Le document, présenté par Mohamed Chande Othman, ancien magistrat de haut rang, dresse un état des lieux sombre : 490 hommes, 28 femmes, dont 20 mineurs, ainsi que 16 policiers auraient perdu la vie.. Ce rapport mentionne également plus de 2 390 blessés.. Toutefois, ce décompte officiel se heurte frontalement aux estimations avancées par le parti d’opposition Chadema, qui parle de plus de 2 000 victimes.. Pour l’opposition, ce document n’est qu’une tentative délibérée d’étouffer la vérité sur les actions des forces de l’ordre.

Une crise de confiance institutionnelle

La crédibilité de cette commission est au cœur des débats.. Composée majoritairement de figures proches du pouvoir ou de l’appareil gouvernemental actuel, elle est perçue par les voix dissidentes comme une structure aux ordres de la présidente Samia Suluhu Hassan.. Si la cheffe de l’État a salué les conclusions du rapport, affirmant que les violences auraient été « planifiées, coordonnées et financées » par des acteurs extérieurs, les critiques dénoncent un écran de fumée.. L’opposition, par la voix de John Kitoka, qualifie cette manœuvre de « blanchiment des crimes du régime », soulignant l’absence totale de remise en question des méthodes employées par les forces de sécurité lors du scrutin.

Entre déni et zones d'ombre

Le rapport tente également de balayer les accusations persistantes concernant l’existence de fosses communes, affirmant que les preuves manquent pour étayer ces allégations.. Cette position contredit pourtant les enquêtes numériques menées par des organismes internationaux, qui, via l’analyse d’images satellites, ont pointé des sites suspects près de Dar es Salaam.. La gestion de ces disparitions reste le point le plus sensible de cette affaire, les autorités ayant, selon plusieurs témoins, effacé les traces des exactions dans les zones où la répression fut la plus intense.

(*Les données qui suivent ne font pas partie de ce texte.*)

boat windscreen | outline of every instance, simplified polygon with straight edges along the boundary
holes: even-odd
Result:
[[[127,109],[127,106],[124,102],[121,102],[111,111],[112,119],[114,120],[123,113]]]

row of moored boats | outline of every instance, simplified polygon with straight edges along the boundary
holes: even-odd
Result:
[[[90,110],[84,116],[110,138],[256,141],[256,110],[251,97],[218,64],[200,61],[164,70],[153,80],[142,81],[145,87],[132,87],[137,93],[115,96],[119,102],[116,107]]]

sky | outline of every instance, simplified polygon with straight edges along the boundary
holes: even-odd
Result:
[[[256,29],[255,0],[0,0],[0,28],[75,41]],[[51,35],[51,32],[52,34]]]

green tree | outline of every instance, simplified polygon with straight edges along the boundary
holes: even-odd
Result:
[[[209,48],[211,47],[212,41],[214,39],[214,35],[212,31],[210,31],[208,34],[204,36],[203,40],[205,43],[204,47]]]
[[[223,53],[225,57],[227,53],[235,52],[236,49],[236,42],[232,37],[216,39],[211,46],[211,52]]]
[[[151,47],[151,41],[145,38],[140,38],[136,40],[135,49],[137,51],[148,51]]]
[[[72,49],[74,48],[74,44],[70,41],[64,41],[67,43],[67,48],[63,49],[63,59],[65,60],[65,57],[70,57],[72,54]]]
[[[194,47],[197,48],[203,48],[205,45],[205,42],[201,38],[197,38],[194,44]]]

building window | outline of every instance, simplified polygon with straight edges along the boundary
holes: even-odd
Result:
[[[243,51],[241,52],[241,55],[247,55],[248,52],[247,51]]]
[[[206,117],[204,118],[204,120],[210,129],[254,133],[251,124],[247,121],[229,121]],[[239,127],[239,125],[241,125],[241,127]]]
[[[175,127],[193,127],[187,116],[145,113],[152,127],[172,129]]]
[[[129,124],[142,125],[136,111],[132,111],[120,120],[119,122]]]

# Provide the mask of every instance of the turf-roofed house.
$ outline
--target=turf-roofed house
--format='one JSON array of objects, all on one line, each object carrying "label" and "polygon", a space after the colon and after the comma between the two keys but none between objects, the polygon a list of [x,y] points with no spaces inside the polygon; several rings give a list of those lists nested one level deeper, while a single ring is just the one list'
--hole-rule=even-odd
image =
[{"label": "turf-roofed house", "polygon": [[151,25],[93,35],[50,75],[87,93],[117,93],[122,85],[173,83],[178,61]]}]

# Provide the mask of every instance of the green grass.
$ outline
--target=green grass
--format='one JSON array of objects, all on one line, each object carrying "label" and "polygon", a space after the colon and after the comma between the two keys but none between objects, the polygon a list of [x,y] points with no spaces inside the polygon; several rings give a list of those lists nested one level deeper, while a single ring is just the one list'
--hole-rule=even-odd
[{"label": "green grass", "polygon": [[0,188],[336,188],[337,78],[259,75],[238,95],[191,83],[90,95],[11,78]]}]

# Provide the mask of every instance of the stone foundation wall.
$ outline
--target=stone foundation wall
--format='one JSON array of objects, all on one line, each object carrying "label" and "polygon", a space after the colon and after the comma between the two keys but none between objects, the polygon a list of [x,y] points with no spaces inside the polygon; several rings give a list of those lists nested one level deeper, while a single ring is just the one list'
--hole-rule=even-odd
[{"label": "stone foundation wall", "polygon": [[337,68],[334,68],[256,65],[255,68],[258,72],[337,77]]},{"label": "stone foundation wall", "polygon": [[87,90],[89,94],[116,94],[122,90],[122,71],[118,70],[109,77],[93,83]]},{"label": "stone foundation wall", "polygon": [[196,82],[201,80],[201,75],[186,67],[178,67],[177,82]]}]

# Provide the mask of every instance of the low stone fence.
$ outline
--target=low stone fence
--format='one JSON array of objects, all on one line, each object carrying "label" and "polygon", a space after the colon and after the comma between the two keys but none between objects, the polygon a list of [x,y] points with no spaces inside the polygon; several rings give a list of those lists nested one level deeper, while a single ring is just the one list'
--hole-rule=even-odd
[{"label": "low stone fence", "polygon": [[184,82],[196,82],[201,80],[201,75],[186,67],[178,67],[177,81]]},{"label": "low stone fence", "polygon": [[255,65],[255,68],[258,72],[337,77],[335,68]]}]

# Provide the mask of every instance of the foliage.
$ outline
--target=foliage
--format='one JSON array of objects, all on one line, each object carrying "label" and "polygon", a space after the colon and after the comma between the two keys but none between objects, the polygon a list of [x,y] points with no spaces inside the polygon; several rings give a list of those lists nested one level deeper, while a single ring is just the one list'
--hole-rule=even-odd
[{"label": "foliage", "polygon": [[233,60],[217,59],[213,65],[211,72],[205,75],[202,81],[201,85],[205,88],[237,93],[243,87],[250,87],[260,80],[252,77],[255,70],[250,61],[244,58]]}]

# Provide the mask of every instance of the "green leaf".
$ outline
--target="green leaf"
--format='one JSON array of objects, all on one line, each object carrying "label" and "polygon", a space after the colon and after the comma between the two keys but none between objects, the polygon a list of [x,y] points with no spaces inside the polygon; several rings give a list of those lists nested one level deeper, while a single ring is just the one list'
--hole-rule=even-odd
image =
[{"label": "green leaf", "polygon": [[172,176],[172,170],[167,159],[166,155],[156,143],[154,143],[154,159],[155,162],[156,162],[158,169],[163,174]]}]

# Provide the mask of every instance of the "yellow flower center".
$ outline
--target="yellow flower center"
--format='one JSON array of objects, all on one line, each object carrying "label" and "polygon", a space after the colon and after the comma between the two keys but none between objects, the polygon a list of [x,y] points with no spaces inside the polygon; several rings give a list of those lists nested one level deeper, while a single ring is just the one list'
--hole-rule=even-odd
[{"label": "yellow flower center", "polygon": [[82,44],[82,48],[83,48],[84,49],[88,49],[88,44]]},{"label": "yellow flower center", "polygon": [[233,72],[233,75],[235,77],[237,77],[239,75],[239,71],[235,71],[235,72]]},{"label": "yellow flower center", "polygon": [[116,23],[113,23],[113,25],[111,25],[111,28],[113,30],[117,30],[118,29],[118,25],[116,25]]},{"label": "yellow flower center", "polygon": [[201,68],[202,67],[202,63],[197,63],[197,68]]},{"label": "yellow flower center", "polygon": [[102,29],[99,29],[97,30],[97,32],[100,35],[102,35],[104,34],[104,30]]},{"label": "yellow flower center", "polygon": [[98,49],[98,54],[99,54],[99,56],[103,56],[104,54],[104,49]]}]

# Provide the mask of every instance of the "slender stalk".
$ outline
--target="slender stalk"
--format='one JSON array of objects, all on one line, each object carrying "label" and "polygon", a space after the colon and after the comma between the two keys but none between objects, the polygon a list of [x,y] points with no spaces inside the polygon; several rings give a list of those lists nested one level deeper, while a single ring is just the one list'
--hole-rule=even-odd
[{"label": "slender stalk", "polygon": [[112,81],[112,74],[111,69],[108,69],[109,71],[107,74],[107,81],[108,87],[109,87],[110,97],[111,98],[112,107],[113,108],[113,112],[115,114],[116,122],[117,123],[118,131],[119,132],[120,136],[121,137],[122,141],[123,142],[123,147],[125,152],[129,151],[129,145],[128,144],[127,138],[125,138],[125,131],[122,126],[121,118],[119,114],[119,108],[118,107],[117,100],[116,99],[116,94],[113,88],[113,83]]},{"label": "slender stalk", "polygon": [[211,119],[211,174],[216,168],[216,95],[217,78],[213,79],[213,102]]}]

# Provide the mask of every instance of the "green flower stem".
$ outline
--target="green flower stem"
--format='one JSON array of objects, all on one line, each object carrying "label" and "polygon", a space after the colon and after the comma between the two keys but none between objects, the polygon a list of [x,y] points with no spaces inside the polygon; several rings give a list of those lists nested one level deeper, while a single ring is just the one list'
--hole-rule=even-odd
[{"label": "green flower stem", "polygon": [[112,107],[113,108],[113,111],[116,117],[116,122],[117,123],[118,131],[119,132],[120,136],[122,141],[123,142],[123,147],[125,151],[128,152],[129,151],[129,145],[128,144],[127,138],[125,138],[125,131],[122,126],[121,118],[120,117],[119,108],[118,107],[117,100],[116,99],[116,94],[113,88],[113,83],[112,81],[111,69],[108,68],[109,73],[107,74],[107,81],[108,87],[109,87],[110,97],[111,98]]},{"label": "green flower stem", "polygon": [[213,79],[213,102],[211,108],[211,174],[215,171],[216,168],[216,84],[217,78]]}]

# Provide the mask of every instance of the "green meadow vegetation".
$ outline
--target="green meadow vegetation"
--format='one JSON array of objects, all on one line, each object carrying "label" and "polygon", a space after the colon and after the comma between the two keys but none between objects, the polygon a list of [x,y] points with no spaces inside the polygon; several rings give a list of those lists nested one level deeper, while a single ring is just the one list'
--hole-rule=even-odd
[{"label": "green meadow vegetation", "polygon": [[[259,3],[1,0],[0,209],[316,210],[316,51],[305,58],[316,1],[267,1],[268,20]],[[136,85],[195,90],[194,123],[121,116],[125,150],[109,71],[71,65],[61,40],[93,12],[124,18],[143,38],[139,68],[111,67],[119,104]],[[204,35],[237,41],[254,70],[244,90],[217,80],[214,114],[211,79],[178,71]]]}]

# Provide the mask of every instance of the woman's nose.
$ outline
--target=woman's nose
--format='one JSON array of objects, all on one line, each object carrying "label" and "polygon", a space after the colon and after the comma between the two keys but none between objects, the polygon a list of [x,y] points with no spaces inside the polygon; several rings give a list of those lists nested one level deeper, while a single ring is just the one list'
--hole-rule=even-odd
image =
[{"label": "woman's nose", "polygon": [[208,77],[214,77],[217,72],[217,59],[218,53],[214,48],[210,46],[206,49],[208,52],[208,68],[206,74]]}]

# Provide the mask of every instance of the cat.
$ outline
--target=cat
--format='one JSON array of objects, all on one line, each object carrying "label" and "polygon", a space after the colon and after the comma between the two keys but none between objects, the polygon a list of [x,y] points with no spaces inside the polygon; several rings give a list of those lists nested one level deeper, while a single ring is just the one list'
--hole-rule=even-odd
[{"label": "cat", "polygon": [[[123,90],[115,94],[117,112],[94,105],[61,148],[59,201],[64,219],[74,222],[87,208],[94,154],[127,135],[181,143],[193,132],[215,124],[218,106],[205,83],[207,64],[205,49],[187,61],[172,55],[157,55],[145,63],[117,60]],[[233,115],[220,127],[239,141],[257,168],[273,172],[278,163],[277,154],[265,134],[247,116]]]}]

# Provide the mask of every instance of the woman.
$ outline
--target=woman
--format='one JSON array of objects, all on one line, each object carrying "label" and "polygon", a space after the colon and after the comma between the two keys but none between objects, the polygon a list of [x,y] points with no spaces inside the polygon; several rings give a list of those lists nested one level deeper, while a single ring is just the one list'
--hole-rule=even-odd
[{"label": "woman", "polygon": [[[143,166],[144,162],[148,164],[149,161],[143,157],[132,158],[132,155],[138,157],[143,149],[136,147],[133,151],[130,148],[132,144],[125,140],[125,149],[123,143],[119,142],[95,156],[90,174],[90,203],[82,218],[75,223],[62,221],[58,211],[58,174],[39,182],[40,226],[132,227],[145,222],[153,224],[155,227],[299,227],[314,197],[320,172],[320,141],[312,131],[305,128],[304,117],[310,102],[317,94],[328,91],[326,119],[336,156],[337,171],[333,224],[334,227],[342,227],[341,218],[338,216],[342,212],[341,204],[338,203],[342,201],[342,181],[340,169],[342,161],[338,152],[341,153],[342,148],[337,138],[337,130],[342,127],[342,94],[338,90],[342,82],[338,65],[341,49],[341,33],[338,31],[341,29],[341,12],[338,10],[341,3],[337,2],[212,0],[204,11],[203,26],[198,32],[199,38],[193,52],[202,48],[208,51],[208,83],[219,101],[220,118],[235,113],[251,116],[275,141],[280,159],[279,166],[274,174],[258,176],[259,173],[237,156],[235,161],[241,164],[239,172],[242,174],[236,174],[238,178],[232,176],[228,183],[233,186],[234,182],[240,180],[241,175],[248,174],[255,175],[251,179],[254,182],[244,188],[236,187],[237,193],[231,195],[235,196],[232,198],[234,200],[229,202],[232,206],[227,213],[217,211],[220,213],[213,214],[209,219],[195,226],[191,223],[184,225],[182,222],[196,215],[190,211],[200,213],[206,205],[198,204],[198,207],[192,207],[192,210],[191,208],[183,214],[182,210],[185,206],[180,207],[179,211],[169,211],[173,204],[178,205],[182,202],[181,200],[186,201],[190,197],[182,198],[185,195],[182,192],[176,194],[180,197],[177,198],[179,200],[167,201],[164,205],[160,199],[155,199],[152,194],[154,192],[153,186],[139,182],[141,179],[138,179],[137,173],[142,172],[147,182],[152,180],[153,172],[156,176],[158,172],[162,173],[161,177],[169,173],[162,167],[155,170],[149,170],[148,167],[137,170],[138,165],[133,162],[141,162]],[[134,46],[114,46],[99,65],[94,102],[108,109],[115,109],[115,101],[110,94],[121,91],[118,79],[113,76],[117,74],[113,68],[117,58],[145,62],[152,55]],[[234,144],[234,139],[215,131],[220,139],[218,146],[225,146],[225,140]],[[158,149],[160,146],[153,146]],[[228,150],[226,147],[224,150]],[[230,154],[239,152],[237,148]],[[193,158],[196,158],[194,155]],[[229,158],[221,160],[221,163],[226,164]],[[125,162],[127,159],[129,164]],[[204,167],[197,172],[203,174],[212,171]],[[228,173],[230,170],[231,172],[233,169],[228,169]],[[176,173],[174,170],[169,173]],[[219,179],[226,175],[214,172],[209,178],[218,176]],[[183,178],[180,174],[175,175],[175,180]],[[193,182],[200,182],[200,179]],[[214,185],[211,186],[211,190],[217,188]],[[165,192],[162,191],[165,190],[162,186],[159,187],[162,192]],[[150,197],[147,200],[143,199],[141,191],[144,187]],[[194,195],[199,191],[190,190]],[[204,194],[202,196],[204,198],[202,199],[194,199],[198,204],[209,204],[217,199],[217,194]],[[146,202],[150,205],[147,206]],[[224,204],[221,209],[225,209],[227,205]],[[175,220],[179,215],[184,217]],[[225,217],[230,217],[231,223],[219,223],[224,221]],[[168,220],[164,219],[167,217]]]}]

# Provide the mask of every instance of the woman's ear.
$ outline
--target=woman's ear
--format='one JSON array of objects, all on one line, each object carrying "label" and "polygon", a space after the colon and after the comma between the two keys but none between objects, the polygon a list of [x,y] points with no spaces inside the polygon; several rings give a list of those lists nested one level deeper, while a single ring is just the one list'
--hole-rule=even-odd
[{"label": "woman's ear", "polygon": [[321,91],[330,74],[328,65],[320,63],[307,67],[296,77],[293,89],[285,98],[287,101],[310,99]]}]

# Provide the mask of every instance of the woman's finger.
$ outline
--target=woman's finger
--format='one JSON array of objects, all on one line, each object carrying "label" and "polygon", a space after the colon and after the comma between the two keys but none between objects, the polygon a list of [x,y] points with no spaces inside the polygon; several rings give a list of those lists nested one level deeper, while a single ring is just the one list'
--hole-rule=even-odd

L’impact de ces événements dépasse largement le cadre des chiffres.. Cette crise électorale a fracturé le pays, laissant derrière elle une population traumatisée et une méfiance accrue envers les institutions.. Les récits de disparitions, que certains officiels tentent de minimiser par des justifications parfois surréalistes, illustrent le fossé immense entre la version étatique et la réalité vécue sur le terrain.. La société civile tanzanienne se retrouve désormais dans une position précaire, où la demande de

justice se heurte à une stratégie de verrouillage médiatique et politique.. L’avenir de la stabilité nationale dépendra largement de la capacité des autorités à répondre, au-delà des rapports officiels, aux interrogations légitimes sur la responsabilité des forces armées.. Pour Misryoum, le suivi de ce dossier demeure essentiel, tant les enjeux démocratiques pour la région sont ici concentrés dans une lutte pour la vérité historique.